When writing a story, I try to immerse myself in those photographs and the research I've gathered.

QUESTION: I assume the real-life small town that Light's End is based on was never as wild and bawdy as The Alley district? Although some of the oil boom towns of those days were quite rowdy and vice-ridden.

VANCE: Actually, Bishop's Alley was quite real, the setting and names of the whore houses are accurate, and The Alley was called the worst such red-light district not only in Oklahoma but in America during its peak. Almost no photographs of Bishop's Alley still exist, but I do have three grainy photocopies from newspapers of scenes from that vile little stretch of human flotsam.

QUESTION: The Odzihozo Creek once ran with clear, clean water, but was spoiled and polluted by man's wicked indifference. Is this meant to mirror our own pure origins which also were spoiled and polluted by man's wicked indifference, or mortal sin? Odzihozo Creek was once "God's little garden", perhaps symbolic of Eden? Could "Billie Hell" be an old testament allegory?

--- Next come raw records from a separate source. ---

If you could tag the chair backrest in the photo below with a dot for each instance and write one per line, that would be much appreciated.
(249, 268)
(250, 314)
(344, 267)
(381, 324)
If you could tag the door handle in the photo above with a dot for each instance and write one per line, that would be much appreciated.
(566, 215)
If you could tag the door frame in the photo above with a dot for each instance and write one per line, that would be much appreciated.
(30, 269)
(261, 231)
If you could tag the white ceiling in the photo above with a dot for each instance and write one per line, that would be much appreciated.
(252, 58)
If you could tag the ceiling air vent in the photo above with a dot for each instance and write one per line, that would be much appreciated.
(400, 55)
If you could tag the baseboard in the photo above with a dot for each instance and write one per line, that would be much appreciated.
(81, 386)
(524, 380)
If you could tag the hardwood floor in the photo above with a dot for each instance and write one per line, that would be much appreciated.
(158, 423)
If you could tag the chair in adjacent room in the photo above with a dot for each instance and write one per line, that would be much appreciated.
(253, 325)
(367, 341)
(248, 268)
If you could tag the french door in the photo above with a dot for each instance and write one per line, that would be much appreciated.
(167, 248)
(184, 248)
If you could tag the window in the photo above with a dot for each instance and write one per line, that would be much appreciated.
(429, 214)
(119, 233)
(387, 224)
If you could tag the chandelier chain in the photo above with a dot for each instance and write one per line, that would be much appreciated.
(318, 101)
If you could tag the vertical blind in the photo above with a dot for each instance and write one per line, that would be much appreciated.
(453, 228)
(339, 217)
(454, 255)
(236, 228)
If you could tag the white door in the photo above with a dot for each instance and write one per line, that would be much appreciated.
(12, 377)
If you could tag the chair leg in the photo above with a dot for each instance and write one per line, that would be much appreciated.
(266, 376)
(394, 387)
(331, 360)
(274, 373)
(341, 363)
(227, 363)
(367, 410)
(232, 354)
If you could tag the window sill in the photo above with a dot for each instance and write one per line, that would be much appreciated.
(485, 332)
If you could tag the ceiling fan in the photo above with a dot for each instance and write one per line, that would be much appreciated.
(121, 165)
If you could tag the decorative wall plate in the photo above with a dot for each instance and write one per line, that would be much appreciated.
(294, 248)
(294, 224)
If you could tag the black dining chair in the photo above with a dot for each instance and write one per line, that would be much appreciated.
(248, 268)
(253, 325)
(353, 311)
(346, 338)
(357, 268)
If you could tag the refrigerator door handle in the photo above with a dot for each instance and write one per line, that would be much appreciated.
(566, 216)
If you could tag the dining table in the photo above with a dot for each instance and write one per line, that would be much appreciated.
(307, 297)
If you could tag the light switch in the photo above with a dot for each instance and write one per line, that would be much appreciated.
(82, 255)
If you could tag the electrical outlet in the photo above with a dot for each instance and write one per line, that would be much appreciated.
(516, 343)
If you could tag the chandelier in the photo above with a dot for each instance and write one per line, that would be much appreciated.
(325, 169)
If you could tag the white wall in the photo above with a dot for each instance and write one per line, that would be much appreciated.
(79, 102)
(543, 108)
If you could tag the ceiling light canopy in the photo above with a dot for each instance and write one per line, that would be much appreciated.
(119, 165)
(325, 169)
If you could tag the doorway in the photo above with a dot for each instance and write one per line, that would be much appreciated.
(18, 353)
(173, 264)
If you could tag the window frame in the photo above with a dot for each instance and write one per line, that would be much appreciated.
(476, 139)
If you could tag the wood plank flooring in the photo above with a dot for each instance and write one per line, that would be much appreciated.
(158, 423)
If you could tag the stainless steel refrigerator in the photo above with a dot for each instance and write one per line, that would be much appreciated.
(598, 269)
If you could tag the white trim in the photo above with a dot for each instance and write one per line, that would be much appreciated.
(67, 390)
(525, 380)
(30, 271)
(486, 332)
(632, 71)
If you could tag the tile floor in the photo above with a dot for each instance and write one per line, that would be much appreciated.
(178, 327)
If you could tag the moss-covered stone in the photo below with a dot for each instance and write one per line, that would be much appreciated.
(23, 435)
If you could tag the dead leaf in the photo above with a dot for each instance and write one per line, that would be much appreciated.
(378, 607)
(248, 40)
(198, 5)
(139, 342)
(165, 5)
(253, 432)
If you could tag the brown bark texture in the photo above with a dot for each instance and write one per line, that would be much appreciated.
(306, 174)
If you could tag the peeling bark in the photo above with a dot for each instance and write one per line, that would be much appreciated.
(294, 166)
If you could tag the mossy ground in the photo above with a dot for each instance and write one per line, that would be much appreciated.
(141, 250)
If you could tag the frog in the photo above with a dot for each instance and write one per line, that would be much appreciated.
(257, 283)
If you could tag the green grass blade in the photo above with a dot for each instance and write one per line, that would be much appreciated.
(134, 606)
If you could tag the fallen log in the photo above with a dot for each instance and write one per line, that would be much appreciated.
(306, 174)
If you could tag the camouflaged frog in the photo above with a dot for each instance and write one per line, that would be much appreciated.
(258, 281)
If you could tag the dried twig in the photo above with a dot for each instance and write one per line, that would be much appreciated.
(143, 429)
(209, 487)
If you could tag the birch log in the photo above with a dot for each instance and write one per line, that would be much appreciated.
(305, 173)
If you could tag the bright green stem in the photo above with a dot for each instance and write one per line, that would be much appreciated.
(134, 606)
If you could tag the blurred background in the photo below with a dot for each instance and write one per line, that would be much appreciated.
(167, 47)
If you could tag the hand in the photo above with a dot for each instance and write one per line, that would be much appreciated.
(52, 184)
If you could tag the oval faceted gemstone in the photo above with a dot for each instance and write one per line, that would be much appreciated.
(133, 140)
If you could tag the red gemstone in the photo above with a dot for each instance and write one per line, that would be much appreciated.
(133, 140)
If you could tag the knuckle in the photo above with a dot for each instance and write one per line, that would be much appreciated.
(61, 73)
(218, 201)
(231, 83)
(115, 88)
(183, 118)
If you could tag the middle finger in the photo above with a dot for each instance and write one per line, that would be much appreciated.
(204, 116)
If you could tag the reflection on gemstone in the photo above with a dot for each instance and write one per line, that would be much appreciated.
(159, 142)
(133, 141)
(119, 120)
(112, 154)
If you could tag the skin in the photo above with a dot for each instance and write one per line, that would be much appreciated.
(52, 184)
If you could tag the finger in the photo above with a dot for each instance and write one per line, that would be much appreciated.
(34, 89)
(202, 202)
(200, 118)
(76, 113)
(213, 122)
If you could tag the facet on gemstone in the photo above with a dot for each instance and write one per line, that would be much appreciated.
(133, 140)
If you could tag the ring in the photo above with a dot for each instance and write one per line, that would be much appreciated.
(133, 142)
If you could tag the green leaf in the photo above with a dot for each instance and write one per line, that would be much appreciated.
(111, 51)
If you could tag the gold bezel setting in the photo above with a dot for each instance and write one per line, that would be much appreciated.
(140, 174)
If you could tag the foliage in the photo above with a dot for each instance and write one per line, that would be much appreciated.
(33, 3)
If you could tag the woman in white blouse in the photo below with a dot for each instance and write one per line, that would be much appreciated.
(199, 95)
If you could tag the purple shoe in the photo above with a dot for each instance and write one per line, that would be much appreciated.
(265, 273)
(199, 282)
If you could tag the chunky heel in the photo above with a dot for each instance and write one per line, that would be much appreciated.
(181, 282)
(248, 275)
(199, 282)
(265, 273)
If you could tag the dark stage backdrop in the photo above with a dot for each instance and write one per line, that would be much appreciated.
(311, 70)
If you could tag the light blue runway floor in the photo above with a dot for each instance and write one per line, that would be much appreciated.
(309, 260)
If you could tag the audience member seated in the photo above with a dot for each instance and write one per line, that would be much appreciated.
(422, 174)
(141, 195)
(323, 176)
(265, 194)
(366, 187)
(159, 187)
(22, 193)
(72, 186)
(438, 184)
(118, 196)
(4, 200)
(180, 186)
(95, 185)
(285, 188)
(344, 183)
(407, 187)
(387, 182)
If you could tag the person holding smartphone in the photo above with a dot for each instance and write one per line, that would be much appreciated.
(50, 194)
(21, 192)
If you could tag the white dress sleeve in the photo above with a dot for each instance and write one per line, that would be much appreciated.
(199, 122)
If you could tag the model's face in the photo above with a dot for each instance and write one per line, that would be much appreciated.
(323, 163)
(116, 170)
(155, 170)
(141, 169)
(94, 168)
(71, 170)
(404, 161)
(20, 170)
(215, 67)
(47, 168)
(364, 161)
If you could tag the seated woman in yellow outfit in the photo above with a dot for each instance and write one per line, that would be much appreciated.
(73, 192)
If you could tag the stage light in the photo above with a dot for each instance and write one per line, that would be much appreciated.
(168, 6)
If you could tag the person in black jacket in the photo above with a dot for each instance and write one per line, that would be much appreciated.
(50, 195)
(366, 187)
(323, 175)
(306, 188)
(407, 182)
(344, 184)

VANCE: Yes. By the way, there is an Odzihozo river in Maine. Told you I do a lot of research!!

QUESTION: The character Billie Hell is born and raised in such ghastly conditions that his fate seems almost inevitable, although you might disagree. What does his character signify to you? Why did you choose the name Billie Hell?

VANCE: "That hurt like Billie Hell" is a common phrase in Maine. I'm not sure of its origin, but I liked the sound of it enough to use it as my character's moniker. As for Billie Hell's conditions, I researched what conditions influence the lives of 'troubled' boys, and followed that research carefully. But I am a big believer in free will, Tim. It may be true that we can't control the situations we find ourselves in, but we can control our responses to those situations.

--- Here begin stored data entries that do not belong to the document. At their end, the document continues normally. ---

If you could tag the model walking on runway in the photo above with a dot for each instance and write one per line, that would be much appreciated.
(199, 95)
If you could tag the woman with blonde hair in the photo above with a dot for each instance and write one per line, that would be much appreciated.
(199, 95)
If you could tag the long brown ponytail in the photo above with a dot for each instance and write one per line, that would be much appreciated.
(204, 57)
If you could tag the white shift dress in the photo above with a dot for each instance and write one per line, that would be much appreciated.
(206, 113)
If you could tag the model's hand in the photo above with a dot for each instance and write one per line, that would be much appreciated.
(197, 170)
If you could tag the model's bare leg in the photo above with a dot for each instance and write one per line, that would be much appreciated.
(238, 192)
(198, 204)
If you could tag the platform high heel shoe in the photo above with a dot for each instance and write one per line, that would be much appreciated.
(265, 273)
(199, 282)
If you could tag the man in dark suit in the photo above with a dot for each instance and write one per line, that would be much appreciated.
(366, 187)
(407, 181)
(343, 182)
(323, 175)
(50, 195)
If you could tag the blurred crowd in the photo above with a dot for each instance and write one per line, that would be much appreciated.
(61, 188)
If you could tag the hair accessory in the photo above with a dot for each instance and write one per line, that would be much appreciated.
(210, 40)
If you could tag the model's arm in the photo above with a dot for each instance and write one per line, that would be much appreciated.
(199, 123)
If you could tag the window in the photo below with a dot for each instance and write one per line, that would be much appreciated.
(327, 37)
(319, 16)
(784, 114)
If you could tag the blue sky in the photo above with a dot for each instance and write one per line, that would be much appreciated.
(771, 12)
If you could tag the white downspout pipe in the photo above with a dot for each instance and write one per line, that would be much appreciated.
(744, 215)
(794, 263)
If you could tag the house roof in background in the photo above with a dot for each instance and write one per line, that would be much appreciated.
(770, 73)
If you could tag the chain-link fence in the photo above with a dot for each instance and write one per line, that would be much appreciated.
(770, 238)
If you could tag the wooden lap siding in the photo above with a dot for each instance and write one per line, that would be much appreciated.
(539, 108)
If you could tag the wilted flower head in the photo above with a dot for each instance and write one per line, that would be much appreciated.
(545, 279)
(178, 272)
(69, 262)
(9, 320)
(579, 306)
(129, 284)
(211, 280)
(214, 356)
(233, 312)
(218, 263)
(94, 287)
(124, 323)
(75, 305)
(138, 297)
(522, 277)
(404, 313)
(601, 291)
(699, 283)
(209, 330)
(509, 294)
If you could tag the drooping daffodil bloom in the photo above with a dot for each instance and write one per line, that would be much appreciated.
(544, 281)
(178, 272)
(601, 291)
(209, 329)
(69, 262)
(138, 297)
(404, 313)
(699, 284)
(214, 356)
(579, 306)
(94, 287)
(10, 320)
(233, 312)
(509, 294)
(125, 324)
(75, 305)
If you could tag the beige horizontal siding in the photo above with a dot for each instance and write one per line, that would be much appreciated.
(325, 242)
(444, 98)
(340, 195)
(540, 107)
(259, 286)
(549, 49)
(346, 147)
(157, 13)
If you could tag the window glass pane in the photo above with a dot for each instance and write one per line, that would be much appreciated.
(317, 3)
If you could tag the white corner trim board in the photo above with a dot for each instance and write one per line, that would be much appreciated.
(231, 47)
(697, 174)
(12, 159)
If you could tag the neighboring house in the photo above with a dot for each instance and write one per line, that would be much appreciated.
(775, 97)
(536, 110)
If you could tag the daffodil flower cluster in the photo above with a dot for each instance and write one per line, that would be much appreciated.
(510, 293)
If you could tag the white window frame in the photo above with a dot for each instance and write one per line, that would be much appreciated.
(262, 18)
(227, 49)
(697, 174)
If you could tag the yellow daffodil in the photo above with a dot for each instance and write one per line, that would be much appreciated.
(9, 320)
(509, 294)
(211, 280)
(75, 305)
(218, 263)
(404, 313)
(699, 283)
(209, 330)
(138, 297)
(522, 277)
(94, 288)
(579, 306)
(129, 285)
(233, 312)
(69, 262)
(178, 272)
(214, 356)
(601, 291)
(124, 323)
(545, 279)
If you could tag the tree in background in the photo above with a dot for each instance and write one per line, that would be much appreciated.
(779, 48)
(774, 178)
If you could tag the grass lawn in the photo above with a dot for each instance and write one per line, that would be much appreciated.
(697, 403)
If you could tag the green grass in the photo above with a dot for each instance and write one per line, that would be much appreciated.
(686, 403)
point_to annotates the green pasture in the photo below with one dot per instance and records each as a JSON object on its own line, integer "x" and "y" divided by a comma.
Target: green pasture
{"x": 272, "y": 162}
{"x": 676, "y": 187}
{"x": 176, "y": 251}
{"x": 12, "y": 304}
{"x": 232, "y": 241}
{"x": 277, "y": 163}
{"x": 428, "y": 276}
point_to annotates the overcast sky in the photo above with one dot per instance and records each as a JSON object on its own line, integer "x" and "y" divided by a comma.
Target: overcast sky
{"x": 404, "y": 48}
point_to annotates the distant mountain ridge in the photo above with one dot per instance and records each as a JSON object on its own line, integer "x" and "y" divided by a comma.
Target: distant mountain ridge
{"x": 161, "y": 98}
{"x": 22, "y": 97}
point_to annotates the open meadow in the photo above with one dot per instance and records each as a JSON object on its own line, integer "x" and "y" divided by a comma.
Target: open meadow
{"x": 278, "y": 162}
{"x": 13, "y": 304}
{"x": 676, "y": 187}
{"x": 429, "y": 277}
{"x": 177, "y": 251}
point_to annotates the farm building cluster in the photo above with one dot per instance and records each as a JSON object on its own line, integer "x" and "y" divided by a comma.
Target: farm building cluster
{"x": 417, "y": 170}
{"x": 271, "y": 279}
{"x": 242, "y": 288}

QUESTION: A few years back you published a Light's End chapbook, and I understand a second volume has recently seen print. Tell me a bit about them. Can they be purchased directly from you?

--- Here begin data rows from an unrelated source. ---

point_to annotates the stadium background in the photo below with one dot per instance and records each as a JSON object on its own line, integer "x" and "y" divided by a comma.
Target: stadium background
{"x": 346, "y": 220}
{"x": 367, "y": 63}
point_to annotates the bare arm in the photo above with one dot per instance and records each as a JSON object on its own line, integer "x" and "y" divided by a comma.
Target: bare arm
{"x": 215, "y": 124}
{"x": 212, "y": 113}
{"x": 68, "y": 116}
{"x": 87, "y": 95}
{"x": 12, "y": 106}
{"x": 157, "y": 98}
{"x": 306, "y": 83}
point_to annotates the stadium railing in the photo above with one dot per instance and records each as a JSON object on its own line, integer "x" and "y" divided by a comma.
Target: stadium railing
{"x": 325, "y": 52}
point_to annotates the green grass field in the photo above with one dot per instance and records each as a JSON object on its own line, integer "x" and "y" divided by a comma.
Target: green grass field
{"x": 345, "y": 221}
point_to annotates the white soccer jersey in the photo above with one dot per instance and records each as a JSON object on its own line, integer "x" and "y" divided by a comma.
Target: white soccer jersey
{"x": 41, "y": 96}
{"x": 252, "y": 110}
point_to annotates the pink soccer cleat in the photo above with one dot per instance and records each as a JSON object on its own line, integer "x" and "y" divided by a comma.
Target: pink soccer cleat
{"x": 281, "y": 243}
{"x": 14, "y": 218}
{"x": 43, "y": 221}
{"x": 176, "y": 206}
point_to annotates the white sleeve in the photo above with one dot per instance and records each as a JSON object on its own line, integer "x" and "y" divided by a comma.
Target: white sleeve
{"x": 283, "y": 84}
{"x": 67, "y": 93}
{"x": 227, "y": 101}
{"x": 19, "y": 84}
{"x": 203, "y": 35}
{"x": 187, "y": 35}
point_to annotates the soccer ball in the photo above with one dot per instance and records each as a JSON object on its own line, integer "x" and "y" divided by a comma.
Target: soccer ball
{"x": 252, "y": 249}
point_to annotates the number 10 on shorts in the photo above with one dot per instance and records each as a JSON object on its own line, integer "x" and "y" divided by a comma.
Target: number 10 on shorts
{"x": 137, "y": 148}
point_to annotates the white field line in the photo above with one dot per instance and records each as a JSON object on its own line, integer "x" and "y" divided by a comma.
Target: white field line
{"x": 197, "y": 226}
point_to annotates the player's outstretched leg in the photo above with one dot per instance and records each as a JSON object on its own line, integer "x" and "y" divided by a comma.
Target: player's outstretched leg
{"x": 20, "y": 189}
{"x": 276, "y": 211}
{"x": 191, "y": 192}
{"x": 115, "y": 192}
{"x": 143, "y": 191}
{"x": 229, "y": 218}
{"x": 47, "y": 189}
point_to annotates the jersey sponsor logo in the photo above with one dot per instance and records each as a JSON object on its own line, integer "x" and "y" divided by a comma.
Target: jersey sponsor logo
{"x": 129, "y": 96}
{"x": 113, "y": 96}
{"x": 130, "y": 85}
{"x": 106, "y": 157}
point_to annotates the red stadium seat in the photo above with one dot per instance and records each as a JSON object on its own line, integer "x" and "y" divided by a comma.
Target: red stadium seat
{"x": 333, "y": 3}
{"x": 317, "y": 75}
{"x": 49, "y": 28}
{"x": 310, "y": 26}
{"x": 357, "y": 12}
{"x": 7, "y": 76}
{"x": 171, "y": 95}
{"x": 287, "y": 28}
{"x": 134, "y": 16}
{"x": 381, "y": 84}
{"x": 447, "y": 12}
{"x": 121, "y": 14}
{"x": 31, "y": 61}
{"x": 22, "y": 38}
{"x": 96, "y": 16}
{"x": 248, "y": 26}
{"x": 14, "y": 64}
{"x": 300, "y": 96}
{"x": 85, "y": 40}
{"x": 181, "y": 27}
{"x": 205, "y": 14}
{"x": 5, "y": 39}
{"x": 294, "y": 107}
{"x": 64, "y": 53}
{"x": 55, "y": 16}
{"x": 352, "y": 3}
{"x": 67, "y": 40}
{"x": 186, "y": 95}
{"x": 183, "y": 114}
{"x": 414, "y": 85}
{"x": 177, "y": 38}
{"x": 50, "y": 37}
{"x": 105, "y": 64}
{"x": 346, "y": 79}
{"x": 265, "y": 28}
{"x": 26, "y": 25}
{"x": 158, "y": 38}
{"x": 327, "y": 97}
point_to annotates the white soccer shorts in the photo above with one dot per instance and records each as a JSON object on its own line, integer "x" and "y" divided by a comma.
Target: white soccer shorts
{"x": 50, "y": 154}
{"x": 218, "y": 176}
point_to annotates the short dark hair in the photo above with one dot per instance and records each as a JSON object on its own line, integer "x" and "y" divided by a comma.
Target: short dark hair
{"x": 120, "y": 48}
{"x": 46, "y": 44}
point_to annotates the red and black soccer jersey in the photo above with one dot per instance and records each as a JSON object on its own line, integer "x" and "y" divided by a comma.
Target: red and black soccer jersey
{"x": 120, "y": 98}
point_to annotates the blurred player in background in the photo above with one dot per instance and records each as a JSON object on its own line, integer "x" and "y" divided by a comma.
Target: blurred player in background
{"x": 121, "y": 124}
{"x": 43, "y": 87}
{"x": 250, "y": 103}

VANCE: I do sell two chapbooks collecting not only my Light's End stories, but poems, additional prose pieces, artwork and photographs that will not likely appear in the trilogy. I sell these only at personal appearances or by email request. They are numbered and autographed. The first issue features 14 stories; the second was finished in November of 2004 and features 12 stories, I believe. Both are available from me directly. In addition, I've just re-recreated both chapbooks as PDFs on CD featuring lots of color and even more photographs and art. Queries can be sent to MiklVance@yahoo.com. The first chapbook will not longer be kept in production since the publication of “Weird Horror Tales”; only two or three copies remain.

QUESTION: Michael, you have written fiction, comic books and comic strips, articles, reviews, a textbook, newspaper columns and even some poetry. Do you enjoy any particular one more than the others?

VANCE: The short story is my favorite literary form. I think it is the perfect form for horror stories because suspense and horror (and comedy!) are difficult to sustain over a long period of time. All forms of art have their own weaknesses and strengths, and it is difficult to develop character in a short story. But outside of that, it remains at the top of my subjective list of favorites. I'd have to say that the novel and, yes, comic books and strips rank as second and third on that list, although comics have yet to reach their full potential.

TIM: Thanks for speaking with me, Michael. I enjoyed it.